ELECTRICITY

Ministry mulling new cheaper power rate slots

Energy Ministry will overhaul the period of off-peak charges for electricity consumption

Ministry mulling new cheaper power rate slots

The Energy Ministry is putting the finishing touches to the shift of the off-peak charging for electricity consumption from the night to the daytime and those hours when renewable energy source output peaks thanks to photovoltaics and prices in the wholesale market are low.

The measure announced by Minister Thodoros Skylakakis since April will work alongside the effort to move demand to the low-price zones, which is becoming an urgent need in dealing with the imbalance of the system due to the oversupply of RES, a phenomenon that is leading to more and more increasing green energy cuts. 

The first tool in this direction deployed by the ministry is the release on the market from January 2025 of “dynamic” orange-colored invoices with the possibility of hourly billing within 24 hours or even 15 minutes. By the end of the year, the ministry will evaluate whether it should extend the mandatory availability of green tariffs. 

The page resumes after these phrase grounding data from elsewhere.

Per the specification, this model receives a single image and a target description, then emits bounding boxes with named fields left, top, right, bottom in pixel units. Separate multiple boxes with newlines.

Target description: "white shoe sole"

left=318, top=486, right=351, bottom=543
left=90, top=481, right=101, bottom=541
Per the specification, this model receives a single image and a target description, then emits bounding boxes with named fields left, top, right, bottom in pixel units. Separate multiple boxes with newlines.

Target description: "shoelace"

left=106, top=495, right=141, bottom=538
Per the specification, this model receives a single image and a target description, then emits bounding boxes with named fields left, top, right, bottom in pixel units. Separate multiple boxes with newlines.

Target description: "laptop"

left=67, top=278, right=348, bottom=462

However, the prevailing opinion among the competent officials of the ministry is that “the green tariffs have achieved their goal, which was transparency and the strengthening of competition and that the market cannot move forward with regulated measures.”

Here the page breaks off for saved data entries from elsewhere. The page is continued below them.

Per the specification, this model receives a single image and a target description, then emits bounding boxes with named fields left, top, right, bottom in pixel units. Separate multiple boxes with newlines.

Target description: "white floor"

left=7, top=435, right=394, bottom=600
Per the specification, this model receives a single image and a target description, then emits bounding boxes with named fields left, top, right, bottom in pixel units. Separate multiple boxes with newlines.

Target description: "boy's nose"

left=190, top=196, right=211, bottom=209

At the moment, Skylakakis tells Kathimerini, “the dynamic orange tariffs and the transition from the night to the two-zone tariff” are being prioritized. As he explains, the nightly charge is a relic of a time when PPC provided it to boost demand at night and keep lignite units operating that were not easy to switch on and off. Now with RES, Greece has the cheapest electricity at noon when the photovoltaics are working, and on weekends, especially on Sundays. 

“So it makes sense to move the demand to where there is a cheap price, so that the tariffs that the providers can give are lower,” emphasizes the minister.

The design in principle – as it has not yet been finalized – will involve a zone for weekdays between the hours of 10 a.m. and 3 p.m., possibly with changes per season as demand varies.